Gigaton raises $26m Series A led by Plural

According to Sifted, London-based Gigaton has raised a $26 million Series A led by Plural, with reported participation from investors including 2150, Semapa Next, Planet A Ventures, Cambridge Enterprise Ventures, the UCL Technology Fund, and Clean Growth Fund. Multiple outlets report Gigaton, a UCL and Cambridge spinout formerly known as Carbon Re, builds AI control software for energy-intensive heavy industry, aiming to replace traditional industrial control systems in cement, steel, glass, and chemicals plants. Coverage notes the software is already deployed with producers reported to include Holcim, Heidelberg Materials, Adani Cement, and Mannok, and that Gigaton claims per-plant operational savings of $1 million to $3 million a year alongside emissions reductions. The company says it will use the funding to grow its team and expand beyond cement.
What happened
According to Sifted, London-based Gigaton has raised a $26 million Series A round led by investor Plural. Multiple outlets report participation from 2150, Semapa Next, and existing backers including Planet A Ventures, Cambridge Enterprise Ventures, the UCL Technology Fund, and Clean Growth Fund. Coverage identifies Gigaton as a UCL and Cambridge spinout, formerly known as Carbon Re, that uses AI to cut cost and energy consumption in manufacturing.
What the company does
Per reporting, Gigaton builds AI software intended to replace traditional control systems that run energy-intensive plants, starting with cement and extending to steel, glass, and chemicals. Outlets report the software is already deployed with producers including Holcim, Heidelberg Materials, Adani Cement, and Mannok, and that Gigaton claims operational savings of roughly $1 million to $3 million per plant per year, alongside site-level emissions reductions. The company says it will use the round to grow its team and expand beyond cement.
Why it matters
Class B analysis: startups addressing industrial energy and cost optimization typically combine physics-informed modeling, sensor-driven time-series forecasting, and closed-loop control that interfaces with programmable logic controllers and manufacturing execution systems. These stacks demand reliable streaming-telemetry feature engineering, domain-specific anomaly detection, and safety-constrained decision logic rather than open-ended generative models.
What to watch
- •Third-party validation of the reported energy and cost savings, and pilot-to-production conversion rates.

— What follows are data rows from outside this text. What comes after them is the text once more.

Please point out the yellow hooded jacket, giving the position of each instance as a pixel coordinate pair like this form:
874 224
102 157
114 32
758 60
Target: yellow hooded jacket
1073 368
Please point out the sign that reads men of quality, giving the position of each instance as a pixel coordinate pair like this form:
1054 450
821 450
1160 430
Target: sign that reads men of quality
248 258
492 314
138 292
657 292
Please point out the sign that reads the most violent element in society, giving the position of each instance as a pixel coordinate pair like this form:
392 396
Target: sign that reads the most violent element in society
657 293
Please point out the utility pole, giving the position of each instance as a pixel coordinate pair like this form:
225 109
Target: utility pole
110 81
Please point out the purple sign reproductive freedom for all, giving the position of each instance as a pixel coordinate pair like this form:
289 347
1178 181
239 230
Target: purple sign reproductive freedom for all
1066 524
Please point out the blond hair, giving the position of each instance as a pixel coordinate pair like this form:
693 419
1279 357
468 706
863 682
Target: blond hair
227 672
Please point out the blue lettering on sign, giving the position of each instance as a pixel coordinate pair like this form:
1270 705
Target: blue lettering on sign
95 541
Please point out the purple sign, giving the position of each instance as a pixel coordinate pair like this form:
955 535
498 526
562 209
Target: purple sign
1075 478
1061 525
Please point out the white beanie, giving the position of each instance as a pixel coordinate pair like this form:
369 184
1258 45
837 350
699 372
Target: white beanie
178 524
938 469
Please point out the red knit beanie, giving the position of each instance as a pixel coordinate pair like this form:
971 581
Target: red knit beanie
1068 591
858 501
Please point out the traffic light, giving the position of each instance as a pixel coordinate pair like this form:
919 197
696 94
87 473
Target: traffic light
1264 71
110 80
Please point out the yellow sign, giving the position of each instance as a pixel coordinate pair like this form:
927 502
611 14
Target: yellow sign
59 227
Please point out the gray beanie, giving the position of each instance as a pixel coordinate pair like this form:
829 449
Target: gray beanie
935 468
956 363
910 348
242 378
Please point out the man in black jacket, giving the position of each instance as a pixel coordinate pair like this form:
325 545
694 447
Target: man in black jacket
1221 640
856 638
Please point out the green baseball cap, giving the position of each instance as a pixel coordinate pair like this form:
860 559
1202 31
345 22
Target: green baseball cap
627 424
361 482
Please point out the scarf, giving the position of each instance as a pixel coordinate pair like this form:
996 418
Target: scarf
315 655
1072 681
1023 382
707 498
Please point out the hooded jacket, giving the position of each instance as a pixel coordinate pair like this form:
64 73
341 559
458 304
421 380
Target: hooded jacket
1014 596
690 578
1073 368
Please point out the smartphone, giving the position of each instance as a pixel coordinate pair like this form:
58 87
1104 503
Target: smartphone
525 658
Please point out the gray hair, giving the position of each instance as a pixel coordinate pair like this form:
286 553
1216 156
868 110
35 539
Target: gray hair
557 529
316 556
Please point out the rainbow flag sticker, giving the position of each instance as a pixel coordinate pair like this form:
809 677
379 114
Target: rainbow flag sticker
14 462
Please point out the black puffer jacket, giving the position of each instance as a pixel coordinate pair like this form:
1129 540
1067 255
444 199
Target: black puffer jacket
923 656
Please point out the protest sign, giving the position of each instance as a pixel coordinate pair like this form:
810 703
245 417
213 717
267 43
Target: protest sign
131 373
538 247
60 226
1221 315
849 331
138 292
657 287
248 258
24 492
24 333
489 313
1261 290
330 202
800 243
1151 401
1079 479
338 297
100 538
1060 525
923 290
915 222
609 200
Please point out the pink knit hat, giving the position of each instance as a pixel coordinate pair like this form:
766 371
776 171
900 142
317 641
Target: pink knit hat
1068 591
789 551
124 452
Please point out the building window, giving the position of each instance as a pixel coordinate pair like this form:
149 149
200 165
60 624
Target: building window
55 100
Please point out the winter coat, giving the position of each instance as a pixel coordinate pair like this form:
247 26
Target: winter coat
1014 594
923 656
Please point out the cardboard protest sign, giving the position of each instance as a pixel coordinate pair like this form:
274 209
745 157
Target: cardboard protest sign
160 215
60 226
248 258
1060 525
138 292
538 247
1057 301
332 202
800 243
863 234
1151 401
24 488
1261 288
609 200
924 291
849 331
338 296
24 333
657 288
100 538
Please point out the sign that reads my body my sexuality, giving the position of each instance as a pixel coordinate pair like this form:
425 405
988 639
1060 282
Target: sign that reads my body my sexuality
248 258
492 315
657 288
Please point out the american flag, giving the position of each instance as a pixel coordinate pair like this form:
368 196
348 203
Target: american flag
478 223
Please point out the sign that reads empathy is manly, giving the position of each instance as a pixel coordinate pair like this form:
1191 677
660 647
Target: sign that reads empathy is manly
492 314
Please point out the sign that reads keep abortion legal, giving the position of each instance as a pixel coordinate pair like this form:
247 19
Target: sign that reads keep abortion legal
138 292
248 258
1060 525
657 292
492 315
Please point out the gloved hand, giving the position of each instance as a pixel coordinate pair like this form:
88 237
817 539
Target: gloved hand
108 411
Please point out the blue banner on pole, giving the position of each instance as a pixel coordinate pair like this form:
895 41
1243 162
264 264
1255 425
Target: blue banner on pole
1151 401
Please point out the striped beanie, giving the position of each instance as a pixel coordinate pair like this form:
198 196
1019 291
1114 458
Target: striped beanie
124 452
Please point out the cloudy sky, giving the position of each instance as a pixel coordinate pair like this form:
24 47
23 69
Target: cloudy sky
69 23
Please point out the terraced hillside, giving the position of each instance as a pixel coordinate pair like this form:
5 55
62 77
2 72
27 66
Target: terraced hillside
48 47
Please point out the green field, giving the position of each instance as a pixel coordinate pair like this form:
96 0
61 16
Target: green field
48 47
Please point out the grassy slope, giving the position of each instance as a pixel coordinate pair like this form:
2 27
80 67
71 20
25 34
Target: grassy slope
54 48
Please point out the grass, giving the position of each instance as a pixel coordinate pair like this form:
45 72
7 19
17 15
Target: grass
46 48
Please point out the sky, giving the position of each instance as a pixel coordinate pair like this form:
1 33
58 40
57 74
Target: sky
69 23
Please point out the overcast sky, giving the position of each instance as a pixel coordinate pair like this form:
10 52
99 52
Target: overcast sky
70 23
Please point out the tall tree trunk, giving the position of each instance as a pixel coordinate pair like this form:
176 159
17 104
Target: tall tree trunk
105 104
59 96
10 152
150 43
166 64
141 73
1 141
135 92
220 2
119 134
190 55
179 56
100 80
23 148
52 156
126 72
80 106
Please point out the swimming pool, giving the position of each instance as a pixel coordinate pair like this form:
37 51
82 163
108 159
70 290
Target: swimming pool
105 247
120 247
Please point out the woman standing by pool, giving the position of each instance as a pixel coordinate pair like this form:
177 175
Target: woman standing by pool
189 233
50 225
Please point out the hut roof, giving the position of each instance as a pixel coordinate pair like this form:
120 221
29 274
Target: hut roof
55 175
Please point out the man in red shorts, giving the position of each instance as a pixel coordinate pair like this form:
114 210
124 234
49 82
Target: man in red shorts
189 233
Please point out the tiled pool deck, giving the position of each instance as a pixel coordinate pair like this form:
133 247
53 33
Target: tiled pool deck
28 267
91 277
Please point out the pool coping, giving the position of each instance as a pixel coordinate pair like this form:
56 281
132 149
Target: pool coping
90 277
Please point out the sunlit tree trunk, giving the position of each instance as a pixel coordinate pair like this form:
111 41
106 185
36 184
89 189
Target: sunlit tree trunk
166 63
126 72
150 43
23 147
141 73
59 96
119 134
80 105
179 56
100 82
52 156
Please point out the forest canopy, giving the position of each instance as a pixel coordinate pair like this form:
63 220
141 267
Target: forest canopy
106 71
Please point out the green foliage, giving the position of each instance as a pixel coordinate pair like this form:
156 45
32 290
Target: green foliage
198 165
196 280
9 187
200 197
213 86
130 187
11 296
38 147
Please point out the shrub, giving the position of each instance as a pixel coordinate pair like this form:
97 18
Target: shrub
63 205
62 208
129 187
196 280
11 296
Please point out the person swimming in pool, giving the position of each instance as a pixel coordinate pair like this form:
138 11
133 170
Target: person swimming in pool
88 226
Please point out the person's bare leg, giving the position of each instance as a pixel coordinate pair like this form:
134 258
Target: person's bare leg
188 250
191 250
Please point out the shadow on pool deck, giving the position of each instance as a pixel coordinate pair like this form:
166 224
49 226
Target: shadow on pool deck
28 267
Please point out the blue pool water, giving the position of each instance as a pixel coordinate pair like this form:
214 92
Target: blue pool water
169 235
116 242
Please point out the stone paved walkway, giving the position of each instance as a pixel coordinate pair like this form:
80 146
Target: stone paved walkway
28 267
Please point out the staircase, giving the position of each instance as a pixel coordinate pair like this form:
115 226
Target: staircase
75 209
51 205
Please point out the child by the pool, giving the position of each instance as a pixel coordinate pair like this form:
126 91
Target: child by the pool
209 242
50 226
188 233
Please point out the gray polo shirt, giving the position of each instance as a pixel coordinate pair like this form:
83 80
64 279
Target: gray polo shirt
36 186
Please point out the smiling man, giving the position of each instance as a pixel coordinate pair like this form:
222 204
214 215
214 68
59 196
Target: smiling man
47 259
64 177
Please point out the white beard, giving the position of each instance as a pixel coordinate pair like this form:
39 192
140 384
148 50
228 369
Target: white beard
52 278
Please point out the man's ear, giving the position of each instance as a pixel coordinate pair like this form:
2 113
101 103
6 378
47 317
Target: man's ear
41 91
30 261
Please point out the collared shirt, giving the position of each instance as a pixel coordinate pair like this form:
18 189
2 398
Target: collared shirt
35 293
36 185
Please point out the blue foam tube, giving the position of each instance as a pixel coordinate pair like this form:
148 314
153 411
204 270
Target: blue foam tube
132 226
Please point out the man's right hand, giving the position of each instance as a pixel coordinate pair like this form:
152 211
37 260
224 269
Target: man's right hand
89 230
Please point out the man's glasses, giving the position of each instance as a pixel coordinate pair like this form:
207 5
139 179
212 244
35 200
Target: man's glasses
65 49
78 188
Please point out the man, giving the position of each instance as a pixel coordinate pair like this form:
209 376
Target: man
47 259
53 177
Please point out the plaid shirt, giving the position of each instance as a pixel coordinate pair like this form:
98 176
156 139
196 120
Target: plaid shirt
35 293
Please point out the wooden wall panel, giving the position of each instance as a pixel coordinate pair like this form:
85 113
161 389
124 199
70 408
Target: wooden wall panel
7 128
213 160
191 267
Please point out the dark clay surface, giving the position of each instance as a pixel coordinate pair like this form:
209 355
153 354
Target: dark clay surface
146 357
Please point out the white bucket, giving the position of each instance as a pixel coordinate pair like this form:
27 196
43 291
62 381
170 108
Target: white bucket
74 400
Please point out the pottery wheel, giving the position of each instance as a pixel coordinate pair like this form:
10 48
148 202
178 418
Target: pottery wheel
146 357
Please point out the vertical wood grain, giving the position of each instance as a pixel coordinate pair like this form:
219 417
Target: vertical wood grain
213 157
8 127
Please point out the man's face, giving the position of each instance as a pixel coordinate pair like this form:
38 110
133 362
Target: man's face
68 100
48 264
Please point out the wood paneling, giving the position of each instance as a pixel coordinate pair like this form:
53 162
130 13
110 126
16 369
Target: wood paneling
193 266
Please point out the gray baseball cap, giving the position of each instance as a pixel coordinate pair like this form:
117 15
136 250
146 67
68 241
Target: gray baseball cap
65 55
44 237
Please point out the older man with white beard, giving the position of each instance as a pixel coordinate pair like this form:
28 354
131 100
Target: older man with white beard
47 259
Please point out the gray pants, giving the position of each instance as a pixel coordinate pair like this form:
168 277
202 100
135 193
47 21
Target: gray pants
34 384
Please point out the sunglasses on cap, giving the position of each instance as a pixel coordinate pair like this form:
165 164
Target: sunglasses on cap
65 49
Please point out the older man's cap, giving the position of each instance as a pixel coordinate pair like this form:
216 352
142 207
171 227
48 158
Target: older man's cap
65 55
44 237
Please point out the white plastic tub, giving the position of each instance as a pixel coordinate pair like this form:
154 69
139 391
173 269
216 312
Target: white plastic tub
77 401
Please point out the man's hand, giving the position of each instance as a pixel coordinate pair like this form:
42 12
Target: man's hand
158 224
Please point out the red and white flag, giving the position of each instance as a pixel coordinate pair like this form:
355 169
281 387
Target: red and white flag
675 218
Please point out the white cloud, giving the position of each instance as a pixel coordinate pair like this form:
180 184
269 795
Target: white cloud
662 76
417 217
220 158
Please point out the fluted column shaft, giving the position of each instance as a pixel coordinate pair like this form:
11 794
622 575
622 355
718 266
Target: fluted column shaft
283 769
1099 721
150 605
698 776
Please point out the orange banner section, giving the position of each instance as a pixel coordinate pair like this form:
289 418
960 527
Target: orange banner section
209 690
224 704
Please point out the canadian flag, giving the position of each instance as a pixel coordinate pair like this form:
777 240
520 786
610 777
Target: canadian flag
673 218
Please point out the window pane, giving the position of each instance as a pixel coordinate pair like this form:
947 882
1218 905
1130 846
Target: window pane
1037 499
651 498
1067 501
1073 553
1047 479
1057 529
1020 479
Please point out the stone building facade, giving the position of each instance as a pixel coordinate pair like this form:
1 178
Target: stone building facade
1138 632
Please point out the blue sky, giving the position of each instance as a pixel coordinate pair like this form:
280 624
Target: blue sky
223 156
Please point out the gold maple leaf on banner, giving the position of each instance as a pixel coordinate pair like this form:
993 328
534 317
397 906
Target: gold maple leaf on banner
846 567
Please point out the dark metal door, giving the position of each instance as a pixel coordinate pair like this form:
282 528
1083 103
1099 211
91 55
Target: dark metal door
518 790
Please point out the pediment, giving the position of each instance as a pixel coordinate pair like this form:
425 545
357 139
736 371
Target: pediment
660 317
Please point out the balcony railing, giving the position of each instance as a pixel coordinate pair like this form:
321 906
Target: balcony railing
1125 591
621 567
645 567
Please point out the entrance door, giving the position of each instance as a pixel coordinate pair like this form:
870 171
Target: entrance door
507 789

- •Integration complexity with legacy equipment and the quality of labeled operational data needed to validate models at scale.
- •Partnerships or standards work with original-equipment manufacturers and automation vendors as Gigaton expands across heavy-industry verticals.
Key Points
- 1Gigaton (formerly Carbon Re, a UCL and Cambridge spinout) raised a $26m Series A led by Plural to scale AI control software for heavy industry.
- 2The platform targets cement, steel, glass, and chemicals plants, with coverage reporting deployments at producers such as Holcim and Heidelberg Materials.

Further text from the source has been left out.